Ewan McGregor plays Oliver, an illustrator/graphic designer reflecting deeply on life and love in the wake of losing papa Hal (Christopher Plummer) just a few short years after the death of Oliver’s mom Georgia (Mary Page Keller), Hal’s spouse of 44 years. Before his decline, the aging Hal – who waited until his wife lost her own cancer battle – announces his homosexuality at age 75, and Mills uses the premise to advantage with a series of montages outlining the challenges, disappointments, and heartaches faced by the closeted during the second half of the twentieth century. The stylishly presented images, punctuated by Oliver’s narration (“This is what the sun looks like”) bridge past and present, providing information that invites the viewer into Oliver’s interior space.

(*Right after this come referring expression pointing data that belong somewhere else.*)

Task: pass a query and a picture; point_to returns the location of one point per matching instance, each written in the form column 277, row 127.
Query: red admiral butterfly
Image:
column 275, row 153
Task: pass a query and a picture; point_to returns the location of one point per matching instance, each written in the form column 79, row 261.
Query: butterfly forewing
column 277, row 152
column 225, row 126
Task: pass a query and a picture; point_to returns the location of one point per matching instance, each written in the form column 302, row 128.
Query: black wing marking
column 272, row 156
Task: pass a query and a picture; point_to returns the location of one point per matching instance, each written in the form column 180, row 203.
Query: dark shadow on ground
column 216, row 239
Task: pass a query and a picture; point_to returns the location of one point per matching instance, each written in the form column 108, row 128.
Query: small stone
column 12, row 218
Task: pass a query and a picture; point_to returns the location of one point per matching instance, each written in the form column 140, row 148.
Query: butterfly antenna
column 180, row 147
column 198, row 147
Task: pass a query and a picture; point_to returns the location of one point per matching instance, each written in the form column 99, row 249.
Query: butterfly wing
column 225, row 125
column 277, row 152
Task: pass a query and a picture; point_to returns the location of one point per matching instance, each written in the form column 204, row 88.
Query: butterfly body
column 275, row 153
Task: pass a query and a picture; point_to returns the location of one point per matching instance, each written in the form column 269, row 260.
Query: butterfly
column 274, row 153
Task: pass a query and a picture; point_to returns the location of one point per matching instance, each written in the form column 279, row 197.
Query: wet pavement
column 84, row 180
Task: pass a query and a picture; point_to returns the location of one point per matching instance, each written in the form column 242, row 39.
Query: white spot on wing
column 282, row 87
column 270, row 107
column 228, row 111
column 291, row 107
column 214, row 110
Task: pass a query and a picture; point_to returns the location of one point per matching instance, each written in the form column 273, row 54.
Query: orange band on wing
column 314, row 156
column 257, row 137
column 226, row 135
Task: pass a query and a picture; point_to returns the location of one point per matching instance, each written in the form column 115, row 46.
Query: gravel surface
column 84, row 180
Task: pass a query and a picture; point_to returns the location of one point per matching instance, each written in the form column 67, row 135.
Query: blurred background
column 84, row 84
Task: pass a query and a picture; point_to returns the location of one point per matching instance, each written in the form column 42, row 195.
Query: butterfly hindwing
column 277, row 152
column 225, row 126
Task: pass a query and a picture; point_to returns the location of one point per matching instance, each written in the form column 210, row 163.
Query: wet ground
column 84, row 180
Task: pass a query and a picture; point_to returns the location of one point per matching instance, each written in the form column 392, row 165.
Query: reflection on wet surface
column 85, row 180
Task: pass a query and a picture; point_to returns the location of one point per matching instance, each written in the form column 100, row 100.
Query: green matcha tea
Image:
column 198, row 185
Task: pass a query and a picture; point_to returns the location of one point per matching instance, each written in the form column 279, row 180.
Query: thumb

Oliver, who is given to episodes of melancholia, joins a group of friends at a costume party and meets the enchanting Anna (Melanie Laurent), whose laryngitis relegates communication to scribbles in a notepad and a range of intimate, eye-contact dependent non-verbals. Amusingly attired as Freud, Oliver “treats” patient Anna while Mills takes the opportunity to comment coyly on the therapeutic possibilities of fresh attraction. Later, as Oliver and Anna bond, they begin to talk about their parents, and even though the film’s point of view firmly belongs to Oliver, Anna emerges as something more substantive than Nathan Rabin’s dreaded, static Manic Pixie Dream Girl stereotype (despite her ability to roller skate).

Mills is graced with a trio of appealing performers, and even though “Beginners” is Oliver’s story, both Hal and Anna bloom into vibrant characters in no small measure through the choices of their portrayers. Plummer, Laurent, and McGregor all find the room in Mills’ screenplay to reveal the less-attractive corners and contours of personality common to us all, and “Beginners” is richer for its prickles and barbs. At one point, Oliver says, “Our good fortune allowed us to feel a sadness our parents didn’t have time for.” At first, the sentiment sounds like self-pity, but Mills positions the thought so that Oliver recognizes Hal’s decades-long personal sacrifices instead.

Without the intensity of Charlie Kaufman and Michel Gondry’s surrealist science fiction gamesmanship, “Beginners” addresses some of the very same emotional terrain as the masterful “Eternal Sunshine of the Spotless Mind.” Both movies are actively engaged with the dizzying fear that comes with the realization that what we have can be quickly lost, sometimes through our own foolish tendencies toward self-destruction. Both movies also recognize and explore the interlocking past, present, and future – and do so in ways that conjure up the Jungian “unus mundus” of meaningful coincidences through powerful serendipities that mark endings, beginnings, and the journey in between.